Matango wrote:Is there a prize for the thread most guaranteed to suck all enjoyment out of watching a film?
:lol: boy...I watched this last night, let it simmer, and wanted to come here and get some insight into it all and instead get 5 pages of whining about the transfer. awesome. There are a couple of good posts on page 1, but it saddens me that this place has become so obsessed with the technical side of things that the films themselves have become lost in their own damned threads.
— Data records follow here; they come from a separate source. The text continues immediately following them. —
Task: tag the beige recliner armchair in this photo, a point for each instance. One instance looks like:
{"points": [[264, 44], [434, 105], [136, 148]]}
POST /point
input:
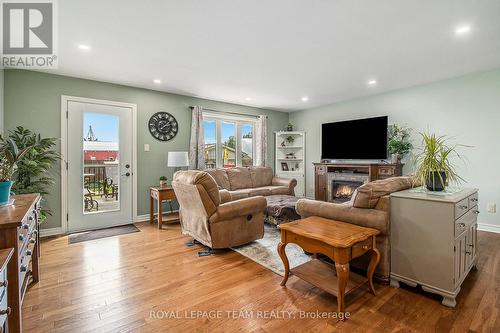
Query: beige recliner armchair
{"points": [[369, 207], [210, 220]]}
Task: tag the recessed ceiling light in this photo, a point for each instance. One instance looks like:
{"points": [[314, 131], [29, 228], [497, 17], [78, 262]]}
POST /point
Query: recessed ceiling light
{"points": [[463, 29]]}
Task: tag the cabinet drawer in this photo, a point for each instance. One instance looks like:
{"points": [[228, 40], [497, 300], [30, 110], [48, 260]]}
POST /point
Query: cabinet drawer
{"points": [[461, 207], [3, 307], [473, 200], [361, 248]]}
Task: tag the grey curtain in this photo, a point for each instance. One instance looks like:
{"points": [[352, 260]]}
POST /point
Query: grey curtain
{"points": [[261, 141], [197, 142]]}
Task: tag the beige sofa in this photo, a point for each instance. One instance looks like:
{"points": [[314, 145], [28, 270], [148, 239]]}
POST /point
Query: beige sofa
{"points": [[247, 182], [369, 207], [212, 221]]}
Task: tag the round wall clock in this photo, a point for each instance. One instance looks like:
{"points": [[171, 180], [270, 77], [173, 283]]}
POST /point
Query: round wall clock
{"points": [[163, 126]]}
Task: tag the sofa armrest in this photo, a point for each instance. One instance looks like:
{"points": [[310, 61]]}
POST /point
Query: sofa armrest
{"points": [[370, 218], [225, 196], [288, 182], [242, 207]]}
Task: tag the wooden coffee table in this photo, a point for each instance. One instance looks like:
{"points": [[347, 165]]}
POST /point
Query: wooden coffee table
{"points": [[340, 242]]}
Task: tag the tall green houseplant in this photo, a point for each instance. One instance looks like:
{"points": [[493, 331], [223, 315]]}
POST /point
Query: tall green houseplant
{"points": [[34, 170], [435, 162]]}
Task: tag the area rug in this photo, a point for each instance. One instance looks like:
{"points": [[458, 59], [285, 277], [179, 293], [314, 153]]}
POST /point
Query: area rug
{"points": [[263, 251], [102, 233]]}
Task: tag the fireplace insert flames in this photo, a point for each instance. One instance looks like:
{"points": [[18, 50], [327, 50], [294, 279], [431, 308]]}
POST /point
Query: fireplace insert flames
{"points": [[342, 190]]}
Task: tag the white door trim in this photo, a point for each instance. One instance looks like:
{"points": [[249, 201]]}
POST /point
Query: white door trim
{"points": [[64, 151]]}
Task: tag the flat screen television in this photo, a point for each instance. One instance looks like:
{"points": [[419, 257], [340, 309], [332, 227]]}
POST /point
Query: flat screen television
{"points": [[360, 139]]}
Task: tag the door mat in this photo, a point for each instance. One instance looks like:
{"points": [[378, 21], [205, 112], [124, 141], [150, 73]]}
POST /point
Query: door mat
{"points": [[102, 233]]}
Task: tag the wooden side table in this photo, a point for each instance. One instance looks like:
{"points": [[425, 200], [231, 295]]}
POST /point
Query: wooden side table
{"points": [[340, 242], [160, 194]]}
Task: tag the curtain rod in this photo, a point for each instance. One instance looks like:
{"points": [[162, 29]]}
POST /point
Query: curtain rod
{"points": [[228, 112]]}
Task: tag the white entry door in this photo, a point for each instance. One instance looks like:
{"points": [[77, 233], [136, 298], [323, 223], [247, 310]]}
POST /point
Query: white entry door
{"points": [[99, 170]]}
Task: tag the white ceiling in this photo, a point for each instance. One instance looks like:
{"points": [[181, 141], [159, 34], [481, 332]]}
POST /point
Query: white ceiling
{"points": [[276, 52]]}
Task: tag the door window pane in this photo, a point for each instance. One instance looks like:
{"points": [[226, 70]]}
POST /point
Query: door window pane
{"points": [[210, 133], [101, 172], [246, 133], [228, 134]]}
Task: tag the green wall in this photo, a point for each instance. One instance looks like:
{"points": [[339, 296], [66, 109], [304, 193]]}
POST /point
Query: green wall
{"points": [[1, 101], [466, 109], [33, 100]]}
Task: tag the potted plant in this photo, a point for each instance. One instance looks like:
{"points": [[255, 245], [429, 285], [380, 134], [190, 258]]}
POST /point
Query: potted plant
{"points": [[163, 181], [435, 167], [33, 173], [10, 155], [399, 142]]}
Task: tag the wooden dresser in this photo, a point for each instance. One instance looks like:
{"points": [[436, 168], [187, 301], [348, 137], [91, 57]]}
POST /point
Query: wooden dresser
{"points": [[19, 230], [434, 240]]}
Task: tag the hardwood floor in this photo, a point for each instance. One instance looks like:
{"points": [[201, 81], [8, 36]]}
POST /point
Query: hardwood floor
{"points": [[123, 283]]}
As for my reaction, I don't know what to really think about this. One bit that threw me was the almost sci-fi tenor to the soundtrack, especially at the end. I felt like I was meant to be watching Invasion of the Body Snatchers with the cues the music gave...but I have to wonder if that ethereal nature - other worldly if you will - is intentional in terms of wanting to convey that this is not necessarily the earth as we know it. Or that Vitti's reality has become so unreal that she truly is "Alien." or something. but then that seems too easy and trite, so again I'm left scratching my head. I can't say I loved it...i certainly didn't dislike it...I just don't know beyond thinking that it was, well, interesting...or perhaps curious is a better word. It just felt like a film where the director wasn't completely sure of what he wanted to say, and reading the interview w/ MA and Godard kind of reinforced that impression. The whole "alienation" thing seems to be almost like an antique neurosis from today's perspective - the post-war psychological version of 'the vapors' cloaked in neo-postmodern philosophy - w/ half a century to further acclimate to the modern world. I can imagine things felt extremely foreign in the post war world of Europe...but it's hard to feel that now, even if I can intellectually perceive and understand it - if that makes sense. so I know he's trying to assert some commentary on the plagues of modernity and industrialization on the human soul, but I can't say I fully understand what it exactly is. Looks good though, and Vitti is at her best, w/ the ability to absolutely stun w/ just a look. those eyes...my oh my.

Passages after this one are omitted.